Halil Altintop: Der Mittelfeldspieler hat sich von seiner Krankheit noch nicht richtig erholt. Doch Altintop braucht seine körperliche Fitness, um sein laufintensives Spiel durchziehen zu können. Gegen Köln sehr blass. Nach 58 Minuten war für ihn diesmal Schluss. Note 5

Tobias Werner: Emsig, fleißig, bemüht. Doch nach zwei Toren hintereinander biss sich auch Werner die Zähne am Kölner Beton aus. Gefährlich seine ruhenden Bälle. Note 4

Raul Bobadilla: Der Argentinier rieb sich im Sturmzentrum gegen die kompromisslosen Innenverteidiger Maroh und Wimmer in zahlreichen Zweikämpfen auf. War da in diesem Spiel verschenkt. Wirkte mit zunehmender Spielzeit immer frustrierter. Vielleicht sollte FCA-Trainer Markus Weinzierl Bobadilla wieder wie in der Vorrunde auf die Außenbahn beordern. Alternativen für die Mittelstürmerposition hat er ja jetzt wieder. Note 3

Pierre-Emile Höjbjerg: Der junge Däne kam in der 58. Minute für Halil Altintop. Versuchte das Spiel anzukurbeln, aber auch er tat sich schwer, die Lücke in der Kölner Abwehr zu finden. Note 4

Dong-Won Ji: Ersetze in der 68. Minute Markus Feulner. Doch der Südkoreaner ist in dieser Verfassung keine Verstärkung. Wirkte zwar bemüht, doch fehlt ihm derzeit jegliches Zutrauen in die eigenen Fähigkeiten.

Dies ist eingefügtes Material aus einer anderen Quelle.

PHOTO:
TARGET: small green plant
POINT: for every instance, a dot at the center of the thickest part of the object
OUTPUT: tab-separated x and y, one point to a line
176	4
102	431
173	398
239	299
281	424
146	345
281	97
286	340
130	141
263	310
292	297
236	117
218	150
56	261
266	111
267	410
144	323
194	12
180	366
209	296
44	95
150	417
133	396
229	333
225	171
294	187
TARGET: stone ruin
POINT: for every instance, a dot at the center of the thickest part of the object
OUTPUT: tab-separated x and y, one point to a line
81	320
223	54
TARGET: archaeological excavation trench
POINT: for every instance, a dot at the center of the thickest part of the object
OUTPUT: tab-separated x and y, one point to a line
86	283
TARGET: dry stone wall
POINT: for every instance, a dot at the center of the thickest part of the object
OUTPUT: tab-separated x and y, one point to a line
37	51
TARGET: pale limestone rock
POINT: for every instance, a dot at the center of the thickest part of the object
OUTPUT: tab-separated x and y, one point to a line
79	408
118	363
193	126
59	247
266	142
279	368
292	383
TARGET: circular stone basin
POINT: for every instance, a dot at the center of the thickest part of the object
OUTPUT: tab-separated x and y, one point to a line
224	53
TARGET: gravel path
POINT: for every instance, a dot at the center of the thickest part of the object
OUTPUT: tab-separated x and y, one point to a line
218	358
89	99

Tim Matavz: Ersetzte in der 82. Minute Esswein. Musste minutenlang an der Außenlinie tatenlos zusehen, bis es eine Spielunterbrechung gab, um eingewechselt zu werden. War auf dem Spielfeld aber genauso wirkungslos. Vielleicht wäre der robustere Sascha Mölders die bessere Lösung in der Schlussphase als Brechstange gewesen.